Não é preciso demonstrar habitualidade e reiteração no uso de um bem em tráfico de drogas, nem sua modificação para esconder o entorpecente, para que seja efetuado o confisco previsto no art. 243, parágrafo único, da CF. Assim determinou o plenário do STF em sessão desta quarta-feira, 17.
No julgamento, que analisava processo de relatoria do ministro Luiz Fux, com repercussão geral reconhecida, foi fixada a seguinte tese:
"É possível o confisco de todo e qualquer bem de valor econômico apreendido em decorrência do tráfico de drogas, sem a necessidade de se perquirir a habitualidade e reiteração do uso do bem para tal finalidade, a sua modificação para se dificultar a descoberta do local ou do acondicionamento da droga ou qualquer outro requisito além daqueles previstos expressamente no art. 243, parágrafo único da Constituição Federal."

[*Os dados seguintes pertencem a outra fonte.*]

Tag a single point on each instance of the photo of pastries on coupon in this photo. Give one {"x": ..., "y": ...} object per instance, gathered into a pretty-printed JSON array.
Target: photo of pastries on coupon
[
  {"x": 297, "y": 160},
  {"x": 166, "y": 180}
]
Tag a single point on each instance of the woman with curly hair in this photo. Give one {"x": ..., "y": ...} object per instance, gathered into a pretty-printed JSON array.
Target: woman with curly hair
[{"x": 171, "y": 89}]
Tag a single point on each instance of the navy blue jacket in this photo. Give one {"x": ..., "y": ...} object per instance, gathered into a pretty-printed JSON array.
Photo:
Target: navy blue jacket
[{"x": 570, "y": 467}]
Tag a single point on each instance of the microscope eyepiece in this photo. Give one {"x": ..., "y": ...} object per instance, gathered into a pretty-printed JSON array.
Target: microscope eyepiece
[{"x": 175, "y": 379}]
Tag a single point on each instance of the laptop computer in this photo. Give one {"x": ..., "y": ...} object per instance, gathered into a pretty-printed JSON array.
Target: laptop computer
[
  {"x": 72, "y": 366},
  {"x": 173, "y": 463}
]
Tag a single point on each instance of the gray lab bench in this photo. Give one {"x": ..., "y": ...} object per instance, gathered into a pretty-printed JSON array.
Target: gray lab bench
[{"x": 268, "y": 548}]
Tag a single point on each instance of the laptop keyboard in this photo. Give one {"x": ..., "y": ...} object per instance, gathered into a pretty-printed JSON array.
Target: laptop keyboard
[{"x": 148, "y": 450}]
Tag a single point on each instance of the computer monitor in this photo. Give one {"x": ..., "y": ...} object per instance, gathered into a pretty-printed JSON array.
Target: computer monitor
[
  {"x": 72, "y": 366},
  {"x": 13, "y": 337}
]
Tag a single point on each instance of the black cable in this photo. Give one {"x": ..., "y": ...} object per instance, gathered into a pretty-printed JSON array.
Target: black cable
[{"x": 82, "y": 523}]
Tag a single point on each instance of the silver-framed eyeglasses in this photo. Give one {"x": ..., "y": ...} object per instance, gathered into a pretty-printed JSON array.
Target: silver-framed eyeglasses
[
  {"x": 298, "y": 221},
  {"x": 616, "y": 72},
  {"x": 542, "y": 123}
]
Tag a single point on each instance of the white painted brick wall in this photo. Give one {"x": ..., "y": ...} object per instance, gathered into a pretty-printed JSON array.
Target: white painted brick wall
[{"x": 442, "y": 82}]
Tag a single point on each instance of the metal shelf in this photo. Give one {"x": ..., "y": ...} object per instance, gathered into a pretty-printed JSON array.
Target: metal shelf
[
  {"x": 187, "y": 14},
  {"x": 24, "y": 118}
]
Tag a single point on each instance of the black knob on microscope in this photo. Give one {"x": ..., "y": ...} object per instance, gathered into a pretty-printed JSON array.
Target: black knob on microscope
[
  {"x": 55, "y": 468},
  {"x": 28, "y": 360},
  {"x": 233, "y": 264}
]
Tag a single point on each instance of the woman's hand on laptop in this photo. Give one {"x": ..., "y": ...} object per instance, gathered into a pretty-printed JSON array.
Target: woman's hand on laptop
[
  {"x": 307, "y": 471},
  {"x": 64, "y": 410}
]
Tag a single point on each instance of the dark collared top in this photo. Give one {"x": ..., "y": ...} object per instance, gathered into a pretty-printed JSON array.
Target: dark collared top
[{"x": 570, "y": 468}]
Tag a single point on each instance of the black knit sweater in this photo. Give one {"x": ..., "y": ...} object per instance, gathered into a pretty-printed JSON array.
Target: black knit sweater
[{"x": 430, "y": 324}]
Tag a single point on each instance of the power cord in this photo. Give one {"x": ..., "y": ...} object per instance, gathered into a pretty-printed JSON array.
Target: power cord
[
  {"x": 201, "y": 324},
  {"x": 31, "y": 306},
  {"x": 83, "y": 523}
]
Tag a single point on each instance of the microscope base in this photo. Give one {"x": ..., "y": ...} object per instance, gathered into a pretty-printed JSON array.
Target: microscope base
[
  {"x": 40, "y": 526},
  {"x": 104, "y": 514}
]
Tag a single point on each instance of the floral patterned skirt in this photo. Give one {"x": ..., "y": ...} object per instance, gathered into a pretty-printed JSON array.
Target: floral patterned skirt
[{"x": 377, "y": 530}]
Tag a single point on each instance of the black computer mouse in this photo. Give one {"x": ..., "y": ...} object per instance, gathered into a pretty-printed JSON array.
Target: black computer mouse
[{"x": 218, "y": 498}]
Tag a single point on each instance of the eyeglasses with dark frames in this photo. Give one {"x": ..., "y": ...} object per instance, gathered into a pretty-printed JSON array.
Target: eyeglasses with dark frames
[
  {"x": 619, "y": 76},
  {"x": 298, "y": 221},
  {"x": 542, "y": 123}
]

No caso em análise, a droga foi encontrada no porta-malas do veículo. O juízo de 1ª instância concluiu pela perda do veículo em benefício da União, enquanto o TJ, julgando apelação interposta pela defesa, assentou em sentido oposto, determinando a devolução do veículo do acusado sob o fundamento de que a perda do veículo deveria ser reservada aos casos em que este estivesse sendo utilizado com destinação específica para o tráfico.
A defesa alega que o veículo não tem irregularidades nem foi preparado para a prática de ilícito. O MP/PR, por sua vez, autor do recurso, apontou que a CF autoriza confisco de todo e qualquer bem apreendido em decorrência do tráfico.
Decisão
Ao analisar o tema, o relator, ministro Fux, apontou que o confisco de bens pelo Estado encerra uma restrição de direito fundamental de propriedade, esculpido na própria CF, que o garante. Deve ser considerada, no entanto, a literalidade do texto constitucional, sendo vedada a restrição do seu alcance por requisitos outros que não estabelecidos no art. 243, parágrafo único, o qual estabelece:
Parágrafo único. Todo e qualquer bem de valor econômico apreendido em decorrência do tráfico ilícito de entorpecentes e drogas afins e da exploração de trabalho escravo será confiscado e reverterá a fundo especial com destinação específica, na forma da lei.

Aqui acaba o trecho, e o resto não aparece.